Di tahun ini, ketika Kang Naufal tengah tertidur di rumah sakit, aku mengetahui semua kenyataan pahit dari perspektif lain yang selama ini benar-benar kupercaya. Pikiran dan perasaanku berdialog untuk mempercayai versi yang mana. Perspektif mengenai bundaku berubah. Hatiku kembali membuka dan menyayangi bundaku sebagaimana dahulu aku pernah mencintainya. Ia memperjuangkan apa yang terbaik untuk anak-anaknya.

Ayahku juga tak salah. Menurutku ia tak salah. Tapi kehidupan seorang bos sebuah Production House dan seorang dosen di kampus ternama di Jakarta tentu ada jatuh bangunnya. Tak pernah menyangka bahwa ayahku pernah difitnah dengan kejam sehingga kontrak kerja dengan berbagai klien diputus. Perampokan oleh anak buahnya sendiri membuat Production House itu bangkrut. Ia tak salah.

Selama ini aku percaya ayahku adalah seorang pahlawan hebat yang seumur hidupku belum pernah kulihat ia marah. Ia sosok yang begitu penyabar dan lembut hati. Seorang dosen mengenai hidup untukku. Aku ingin mempercayai figur ini sekali lagi saja dalam hidupku.

Tapi ada lingkungan yang lebih banyak bernama keluarga besar yang juga membuat kompleks segala masalah. Ternyata, superioritas dalam finansial pun juga punya peran penting dalam hal ini.

Meski aku sempat kesal setengah mati ketika kamera milikku disita sebagai jaminan kartu Ujian Nasional, aku mencoba merelakan dengan apa yang sebenarnya ia pernah berikan dalam hidupku. Hal ini lebih dari sebuah kamera pemberian yang menyimpan jutaan kenangan indah.

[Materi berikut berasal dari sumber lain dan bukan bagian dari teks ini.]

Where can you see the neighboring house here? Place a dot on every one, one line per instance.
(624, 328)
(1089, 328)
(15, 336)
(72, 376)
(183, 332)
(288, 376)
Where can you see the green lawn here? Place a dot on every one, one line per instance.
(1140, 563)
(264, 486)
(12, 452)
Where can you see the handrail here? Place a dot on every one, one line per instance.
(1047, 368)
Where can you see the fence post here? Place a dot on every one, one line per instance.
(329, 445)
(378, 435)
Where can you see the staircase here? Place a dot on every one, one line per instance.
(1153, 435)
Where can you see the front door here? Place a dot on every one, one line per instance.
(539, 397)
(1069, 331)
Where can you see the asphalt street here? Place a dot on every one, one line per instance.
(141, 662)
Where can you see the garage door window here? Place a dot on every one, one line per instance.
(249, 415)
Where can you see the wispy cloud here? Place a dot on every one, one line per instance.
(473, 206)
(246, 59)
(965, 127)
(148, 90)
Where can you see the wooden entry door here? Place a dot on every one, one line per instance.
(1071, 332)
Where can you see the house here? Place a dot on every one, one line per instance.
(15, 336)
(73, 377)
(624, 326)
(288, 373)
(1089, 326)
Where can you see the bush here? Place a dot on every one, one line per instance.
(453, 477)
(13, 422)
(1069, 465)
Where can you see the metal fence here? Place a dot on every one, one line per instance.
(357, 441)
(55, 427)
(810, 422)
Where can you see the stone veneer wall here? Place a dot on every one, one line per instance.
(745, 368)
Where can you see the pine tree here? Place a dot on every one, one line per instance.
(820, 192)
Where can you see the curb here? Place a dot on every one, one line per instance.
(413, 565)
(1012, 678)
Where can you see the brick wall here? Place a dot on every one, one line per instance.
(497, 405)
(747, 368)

Bukan sekali dua kali sempat terpikir untuk mengakhiri hidup secara paksa ataupun sekadar melukai diriku sendiri. Tak peduli dengan apa kata orang. Tapi sayangnya aku terlalu takut untuk mati.

Lagu-lagu Nirvana yang selalu kudengar untuk meredam emosiku tak lagi memberi efek reda. Nada-nada amarah Nirvana berganti dengan lirik depresi yang menyayat dari Breaking Benjamin.

Tak ada lagi yang membuatku nyaman di rumah. Andai saja tulisan-tulisanku bisa menyelesaikan segala masalah yang ada, aku terus menulis dan membacakannya keras-keras.

Bayangan liburan indah paska Ujian Nasional pun juga harus sirna begitu saja. Rumahku gelap beberapa bulan selama liburan, tanpa sebuah aliran yang menjadi ketergantungan semua orang. Aku bersama bunda dan kakak adikku mengungsi ke apartemen milik customer bunda di tiga tempat berbeda hingga rumah sepupuku tanpa memberi tahu ayahku. Rumah kami bagai rumah indah yang bermetafora menjadi rumah hantu selama beberapa bulan. Dua kendaraan yang pernah menjadi saksi indahnya rumah ini juga entah kemana. I’m homeless.

Di saat segala problematika belum terselesaikan, cobaan demi cobaan tetap menghujam tanpa memberi jeda. Seorang yang sangat disayangi dan cintai oleh Kang Naufal telah kembali kepada semesta, menjadi atom dan molekul.

Semua memang membutuhkan waktu. Termasuk waktu untuk berdamai dengan semuanya.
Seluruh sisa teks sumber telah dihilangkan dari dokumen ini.